Full of hope and empty of drink, Tony and I hit the refreshment table where he struck up a conversation about baseball and suddenly we had friends. This brought around someone new.

“Hey, I’m Karen.”

“Jake. Cheers.”

“Oh, so you’re from Foodbeast.”

“Yeah…”

As much as I want to believe my screwball rants on this site are well-respected, super beloved pieces circling the online masses, I’m not entirely delusional. So her immediately knowing who I was confused me.

“I know Reach,” she explained.

And thus I had made a camp friend! However, I suppose this could be chalked up to camp as much as mutual friends and work.

The fire (of future friendship) burns bright. Also real fire too. Real fire burns bright as hell.

The night glowed on, the moon spooking out nerves and the campfire rising to the occasion by quietly exiting the party. Tony and I settled around the heat with folks who turned out to be our roommates. They had already teamed up to make a horror flick by way of one of their phones. We discussed story structure and then Tony went down the self-appointed path of storyteller. I had seen him do this before, as recently as last year at our friends’ camp wedding.
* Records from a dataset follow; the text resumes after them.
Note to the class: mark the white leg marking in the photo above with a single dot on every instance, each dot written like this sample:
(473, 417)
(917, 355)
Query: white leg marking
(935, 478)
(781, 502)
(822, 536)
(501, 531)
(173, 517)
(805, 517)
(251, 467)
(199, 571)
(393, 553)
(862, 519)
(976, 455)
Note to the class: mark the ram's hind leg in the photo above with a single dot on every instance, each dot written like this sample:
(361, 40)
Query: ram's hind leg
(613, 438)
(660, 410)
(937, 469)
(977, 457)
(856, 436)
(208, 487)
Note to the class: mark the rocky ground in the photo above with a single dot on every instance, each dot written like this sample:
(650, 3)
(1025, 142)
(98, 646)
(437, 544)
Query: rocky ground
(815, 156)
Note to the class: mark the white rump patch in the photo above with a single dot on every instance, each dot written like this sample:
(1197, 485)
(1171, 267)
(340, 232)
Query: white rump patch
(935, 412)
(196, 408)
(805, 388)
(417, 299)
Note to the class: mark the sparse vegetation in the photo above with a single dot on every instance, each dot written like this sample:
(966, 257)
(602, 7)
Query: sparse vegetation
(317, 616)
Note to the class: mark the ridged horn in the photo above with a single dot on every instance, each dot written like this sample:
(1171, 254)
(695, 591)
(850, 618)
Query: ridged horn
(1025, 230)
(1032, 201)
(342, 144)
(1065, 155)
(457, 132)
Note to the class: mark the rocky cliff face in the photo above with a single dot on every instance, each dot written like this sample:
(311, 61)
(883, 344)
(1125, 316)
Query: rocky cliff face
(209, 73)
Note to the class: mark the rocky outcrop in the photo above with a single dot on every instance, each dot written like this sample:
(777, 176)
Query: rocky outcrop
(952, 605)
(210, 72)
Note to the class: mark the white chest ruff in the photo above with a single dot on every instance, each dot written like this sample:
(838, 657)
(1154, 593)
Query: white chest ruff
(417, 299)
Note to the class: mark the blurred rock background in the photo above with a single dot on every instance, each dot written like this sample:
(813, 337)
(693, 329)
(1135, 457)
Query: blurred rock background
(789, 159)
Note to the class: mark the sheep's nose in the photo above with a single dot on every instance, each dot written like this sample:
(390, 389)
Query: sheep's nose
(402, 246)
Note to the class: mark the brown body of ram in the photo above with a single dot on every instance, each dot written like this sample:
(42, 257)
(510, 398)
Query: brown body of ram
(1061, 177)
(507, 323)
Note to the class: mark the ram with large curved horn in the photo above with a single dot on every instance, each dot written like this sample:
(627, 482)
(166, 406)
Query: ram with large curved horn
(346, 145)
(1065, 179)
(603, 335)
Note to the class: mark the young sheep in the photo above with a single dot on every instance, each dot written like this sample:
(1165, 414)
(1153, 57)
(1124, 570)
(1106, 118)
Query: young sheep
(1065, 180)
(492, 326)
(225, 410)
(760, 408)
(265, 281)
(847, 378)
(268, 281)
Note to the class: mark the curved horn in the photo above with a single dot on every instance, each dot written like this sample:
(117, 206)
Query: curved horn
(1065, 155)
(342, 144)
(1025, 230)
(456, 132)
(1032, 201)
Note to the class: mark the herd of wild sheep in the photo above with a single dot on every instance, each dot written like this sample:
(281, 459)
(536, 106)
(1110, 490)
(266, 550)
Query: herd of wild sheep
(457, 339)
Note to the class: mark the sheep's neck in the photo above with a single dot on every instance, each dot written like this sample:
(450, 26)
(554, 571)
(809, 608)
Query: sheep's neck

At that event, after he and I blew out our livers on whiskey, I witnessed Tony tell a crowd of wedding guests one heck of a ghost story about a mysterious piano played on the night Tony Romo fumbled harder than ever before or since. This wasn’t it though.

“On a night just like tonight…”

The story began that way a few times, each distraction leading him to once again look slowly and suspiciously at the sky with his hand gesturing to it as if it were a cabinet of curiosity — and then he’d restart the story. I don’t remember what happened in the wild tale, but I’m pretty sure a wolf-like maniac attacked the heroes.

And soon we were in bed.

Or kind of. The dude next to me in our bunk was a snorer, so I went for a walk sometime after midnight and before sunrise, stopping by my car for ear plugs. Scattered counselors were out and about, and while taking in what I could of my shadowed surroundings, I caught sight of the moon. It glistened like a lighthouse in the sky, to navigate souls off the dirty realm. It was other-worldly, as if a translucent pool had been skipped across with smooth stones, sprinkling the wet stars around it.

Light pollution is one of the most masochistic thing we do to ourselves, I thought, clicking my tongue and pushing my hands into my sweatpants to head back.

And then I thought of Tony’s story and I moved quicker.

I was already falling down my heart like a drunk down some ballroom staircase and we hadn’t even started up activities yet. Summer camp was coming for me, or me for it; it was too hard to tell yet. I was rooting for a win-win.